On 6/14/24 12:58 PM, Randolph Sapp wrote:
On Thu Jun 13, 2024 at 10:08 AM CDT, Devarsh Thakkar wrote:
Add global CMA reserve area for AM62x, AM62A and AM62P SoCs.
These SoCs do not have MMU and hence require contiguous memory pool to
support various multimedia use-cases.
Brandon Brnich (1):
arm64: dts: ti: k3-am62p5-sk: Reserve 576 MiB of global CMA
Devarsh Thakkar (2):
arm64: dts: ti: k3-am62x-sk-common: Reserve 128MiB of global CMA
arm64: dts: ti: k3-am62a7-sk: Reserve 576MiB of global CMA
arch/arm64/boot/dts/ti/k3-am62a7-sk.dts | 9 +++++++++
arch/arm64/boot/dts/ti/k3-am62p5-sk.dts | 7 +++++++
arch/arm64/boot/dts/ti/k3-am62x-sk-common.dtsi | 8 ++++++++
3 files changed, 24 insertions(+)
I'm still a little torn about putting this allocation into the device tree
directly as the actual required allocation size depends on the task.
That is the exact reason this does not belong in DT. For everyone *not*
using the most extreme case (12x decodes at the same time), this is
all wasted space.

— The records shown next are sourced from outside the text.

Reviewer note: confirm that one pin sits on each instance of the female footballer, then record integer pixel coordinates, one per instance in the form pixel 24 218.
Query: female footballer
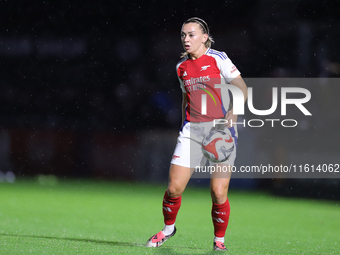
pixel 199 70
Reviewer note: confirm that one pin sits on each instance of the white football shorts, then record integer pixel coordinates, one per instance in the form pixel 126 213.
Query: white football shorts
pixel 188 151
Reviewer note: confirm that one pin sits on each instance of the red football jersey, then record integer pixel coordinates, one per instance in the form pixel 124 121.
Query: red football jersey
pixel 198 78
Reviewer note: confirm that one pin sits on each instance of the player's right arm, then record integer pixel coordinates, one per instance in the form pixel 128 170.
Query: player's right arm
pixel 184 105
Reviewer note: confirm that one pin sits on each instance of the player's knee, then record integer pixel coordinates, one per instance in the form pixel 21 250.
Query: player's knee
pixel 174 190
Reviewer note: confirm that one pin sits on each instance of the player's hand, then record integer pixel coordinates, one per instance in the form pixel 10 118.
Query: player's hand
pixel 231 118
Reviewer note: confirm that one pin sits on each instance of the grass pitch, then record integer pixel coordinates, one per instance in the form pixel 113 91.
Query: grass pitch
pixel 91 217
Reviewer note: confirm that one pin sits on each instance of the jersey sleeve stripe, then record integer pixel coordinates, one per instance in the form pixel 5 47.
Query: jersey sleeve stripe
pixel 220 54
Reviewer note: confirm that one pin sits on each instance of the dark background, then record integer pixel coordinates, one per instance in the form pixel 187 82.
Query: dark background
pixel 89 89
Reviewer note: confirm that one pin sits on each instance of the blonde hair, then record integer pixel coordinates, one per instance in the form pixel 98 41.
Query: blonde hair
pixel 205 30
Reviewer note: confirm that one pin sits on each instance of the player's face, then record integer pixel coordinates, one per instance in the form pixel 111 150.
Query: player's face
pixel 193 38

If one is running out of CMA, they can add more on
the kernel cmdline.
If it's allowed though, this series is fine for introducing those changes. This
uses the long-tested values we've been using on our tree for a bit now. The only
thing that's a little worrying is the missing range definitions for devices with
more than 32bits of addressable memory as Brandon has pointed out. Once that's
addressed:
Reviewed-by: Randolph Sapp <rs@xxxxxx>
Specifying these regions using the kernel cmdline parameter via u-boot was
brought up as a potential workaround. This is fine until you get into distro
boot methods which will almost certainly attempt to override those. I don't
know. Still a little odd. Curious how the community feels about it.

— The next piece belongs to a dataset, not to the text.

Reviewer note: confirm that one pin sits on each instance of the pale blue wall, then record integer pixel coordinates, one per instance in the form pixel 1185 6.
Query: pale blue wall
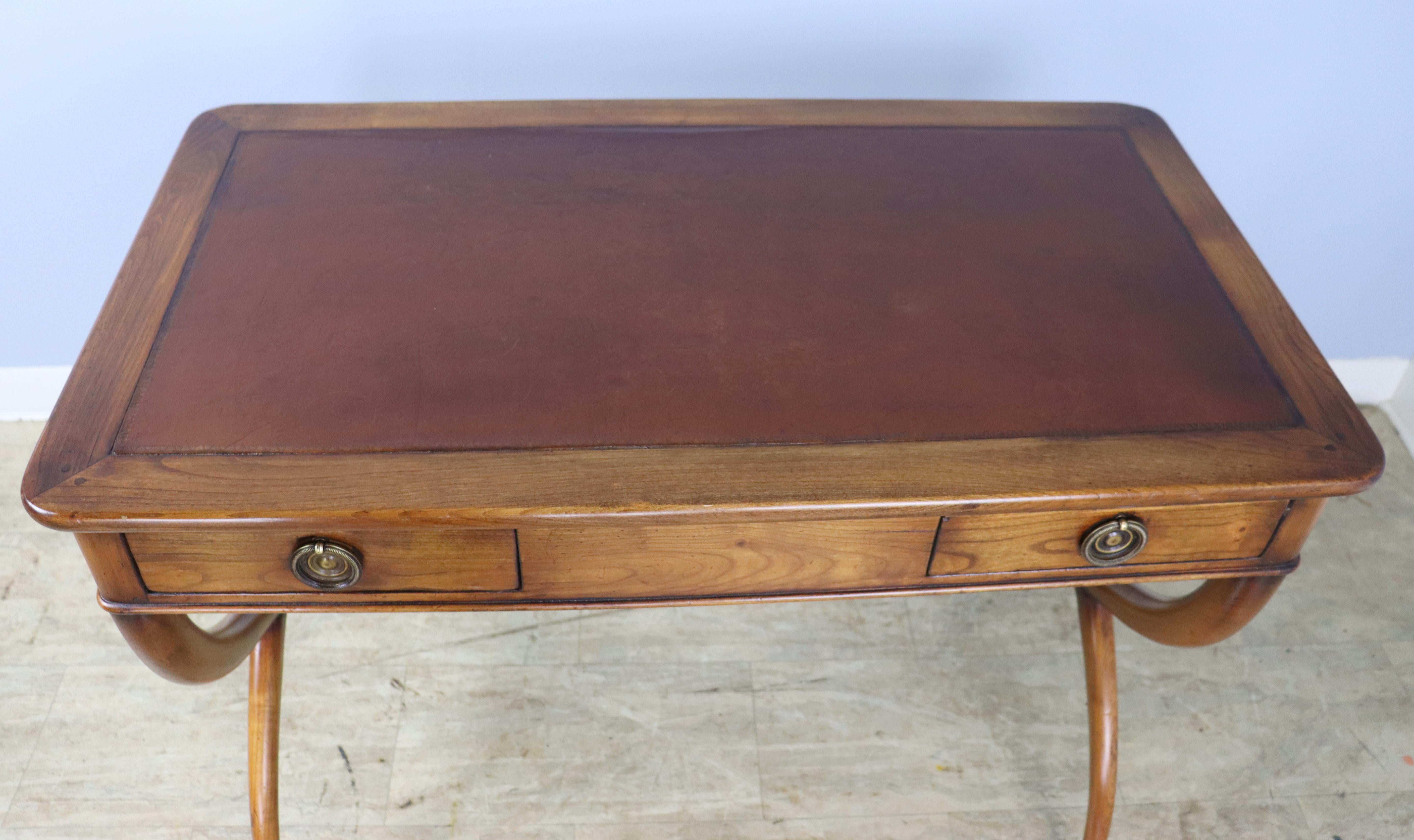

Technically the user or distro can still override it with the cmdline parameter
if necessary, so this may be the best way to have a useful default.

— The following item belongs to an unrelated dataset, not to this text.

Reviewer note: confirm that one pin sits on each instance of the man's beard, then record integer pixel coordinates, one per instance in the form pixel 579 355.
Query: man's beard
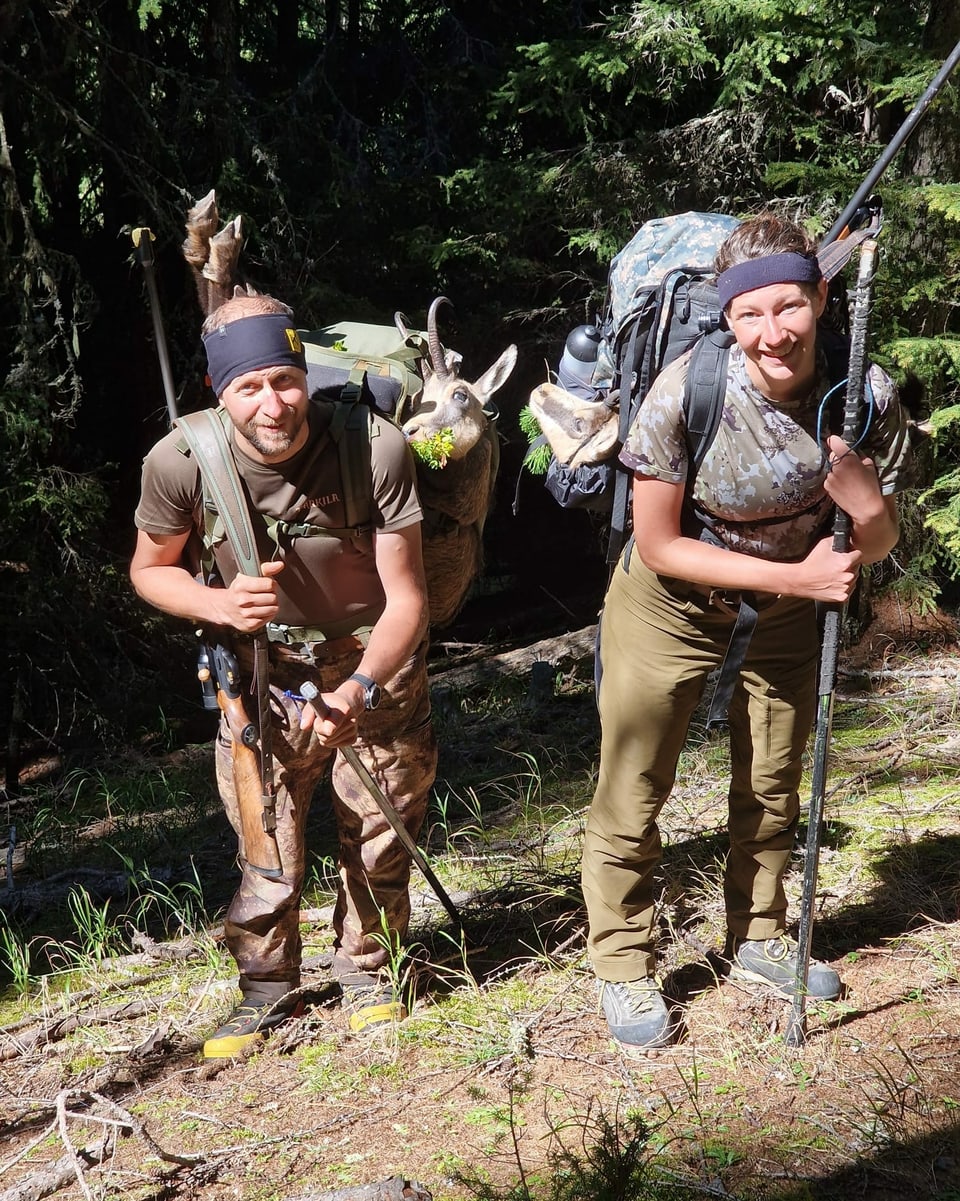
pixel 272 442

The most useful default is one that doesn't eat 576 MiB of memory "just in case".
Needing that much CMA is the exception case and should be the one that requires
adding something to the kernel cmdline.
If the kernel cmdline option does not work in some cases then we should
fix that instead of hard-coding a workaround here in DT. We are robbing
ourselves of a better solution here.